Risoleta Pinto Pedro
Passo à Sé iluminada…
… numa cidade deserta pelo fenómeno do futebol. No estádio, Benfica e Barcelona defrontam-se, nas casas, os lisboetas emocionam-se frente à televisão. No momento em que passo, lentamente, quando a Sé fica rigorosamente à minha esquerda, a janela aberta do meu carro em noite primaveril deixa-me ouvir, vinda do café do lado oposto, a voz alterada de emoção do relator do jogo, talvez da rádio, talvez da televisão.
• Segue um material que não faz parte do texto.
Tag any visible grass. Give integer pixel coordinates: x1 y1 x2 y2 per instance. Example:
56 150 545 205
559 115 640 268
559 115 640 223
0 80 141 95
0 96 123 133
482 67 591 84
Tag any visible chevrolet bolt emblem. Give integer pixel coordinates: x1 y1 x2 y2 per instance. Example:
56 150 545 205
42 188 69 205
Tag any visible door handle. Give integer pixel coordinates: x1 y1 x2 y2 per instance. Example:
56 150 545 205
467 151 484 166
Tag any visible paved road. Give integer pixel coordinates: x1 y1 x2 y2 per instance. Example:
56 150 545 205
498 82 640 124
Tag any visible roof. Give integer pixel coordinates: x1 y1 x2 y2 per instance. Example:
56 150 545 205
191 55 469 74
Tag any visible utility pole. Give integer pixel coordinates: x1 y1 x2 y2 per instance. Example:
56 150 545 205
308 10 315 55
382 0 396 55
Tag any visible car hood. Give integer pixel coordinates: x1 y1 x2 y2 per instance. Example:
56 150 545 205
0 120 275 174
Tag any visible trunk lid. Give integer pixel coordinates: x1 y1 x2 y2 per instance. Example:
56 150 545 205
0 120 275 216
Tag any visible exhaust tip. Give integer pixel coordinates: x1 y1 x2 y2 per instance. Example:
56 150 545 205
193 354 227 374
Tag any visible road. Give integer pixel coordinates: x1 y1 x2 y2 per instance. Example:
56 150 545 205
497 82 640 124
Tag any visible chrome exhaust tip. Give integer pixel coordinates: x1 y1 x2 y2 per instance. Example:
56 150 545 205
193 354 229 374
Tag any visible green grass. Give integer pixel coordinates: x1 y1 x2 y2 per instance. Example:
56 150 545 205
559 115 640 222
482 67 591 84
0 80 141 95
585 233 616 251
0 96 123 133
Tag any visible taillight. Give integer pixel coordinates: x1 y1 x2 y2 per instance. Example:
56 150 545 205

Não sei se foi golo, nem isso me preocupa, mas olho a Sé iluminada e uma profunda emoção me toma, não sei se reforçada pela voz da rádio, não sei se independentemente da voz da rádio, certo é que a solidez da Sé, a luminosidade colorida dos vitrais, das rosáceas e a sombra projectada sobre mim pela sua solidez antiga, me acolheram no seio de todos aqueles que por ali passaram ao longo dos séculos e a olharam e nela se acolheram… ou evitaram. Transportei parte da assistência do estádio para os bancos antigos da Sé e imaginei essa gente uns séculos recuados ouvindo emocionada, um pregador.
Permaneço dentro do pequeno Hyundai na noite lisboeta deserta, com a banda sonora de um relator de futebol de um lado e um pregador do outro, e já se confundem na minha cabeça os registos e os tons, e os devotos com os adeptos do estádio, e sinto crescer em mim a doçura que só mesmo a música de Bach ouvida na Sé alguma vez foi capaz de fazer nascer. E penso: um koan vivido é isto, um paradoxo é isto, e a iluminação, se ela existe, só pode ser isto: a total fusão dos adeptos do Benfica e do Barcelona em 2006, com os fiéis de uma qualquer Sé em qualquer século antes ou depois deste.